Effects of acidosis and alkalosis on mechanical properties of hypertrophied rat heart fiber bundles

Abstract

Effects of alkalosis (pH 7.4) or acidosis (pH 6.8) on the intrinsic mechanical properties of control and pressure-overloaded rat hearts were studied in Triton X-100-treated left ventricular fiber bundles. In control bundles, Ca sensitivity [pCa required for one-half maximal response (pCa50)] was 5.520 +/- 0.012 at pH 7.1. Alkalosis increased it by 0.357 +/- 0.018 pCa unit, whereas acidosis decreased it by 0.365 +/- 0.014 pCa unit with no change in Hill coefficient.

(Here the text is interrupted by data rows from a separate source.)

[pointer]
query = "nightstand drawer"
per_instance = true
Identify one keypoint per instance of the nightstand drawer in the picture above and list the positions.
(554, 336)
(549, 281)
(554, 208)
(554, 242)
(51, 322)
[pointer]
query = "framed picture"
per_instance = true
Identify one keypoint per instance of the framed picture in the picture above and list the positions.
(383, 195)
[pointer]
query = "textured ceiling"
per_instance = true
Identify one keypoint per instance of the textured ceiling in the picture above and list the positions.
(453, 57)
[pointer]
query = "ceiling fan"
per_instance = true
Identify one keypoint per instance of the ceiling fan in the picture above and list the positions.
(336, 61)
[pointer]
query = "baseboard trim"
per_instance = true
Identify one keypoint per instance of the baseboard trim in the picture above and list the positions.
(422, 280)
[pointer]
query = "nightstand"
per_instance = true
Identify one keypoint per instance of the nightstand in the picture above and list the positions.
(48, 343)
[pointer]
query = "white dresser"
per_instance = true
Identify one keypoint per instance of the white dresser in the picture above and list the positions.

Maximal tension was decreased by acidic pH and increased by alkaline pH. Stiffness was measured by the response to quick length changes. Acidosis decreased maximal stiffness but increased the stiffness-to-force ratio, whereas alkalosis increased maximal stiffness but had no effect on stiffness-to-force ratio, suggesting that acidosis decreased the force generated per cross bridge. Alkalosis increased the time constant of tension recovery following a quick stretch from 10.6 +/- 0.66 to 17.45 +/- 1.83 ms, suggesting a decreased cross-bridge cycling rate. Pressure overload induced by thoracic aortic stenosis for 4-6 wk led to a 200% cardiac hypertrophy associated with a shift from fast to slow ventricular myosin. pCa50 of hypertrophied bundles was not different from control (5.541 +/- 0.012). Ca sensitivity was increased by 0.383 +/- 0.008 in alkaline medium and decreased by 0.325 +/- 0.009 in acidic medium. Stiffness-to-force ratio was decreased in acidic pH, and the time constant of tension recovery was increased from 31.0 +/- 0.4 to 34.9 +/- 0.25 ms by alkalosis. In hypertrophied bundles, maximal tension was decreased by acidic pH but not changed by alkalosis. These results show that in the small pH range of our study 1) pH changes have symmetrical effects on Ca sensitivity in both control and hypertrophied bundles, 2) a decrease or an increase in H+ concentration does not have symmetrical effects on the mechanics of the cross bridges, and 3) changes in the phenotype of contractile proteins induced by aortic stenosis do not influence Ca sensitivity, only moderately influence the response to pH changes, and mainly affect the cross-bridge cycling rate.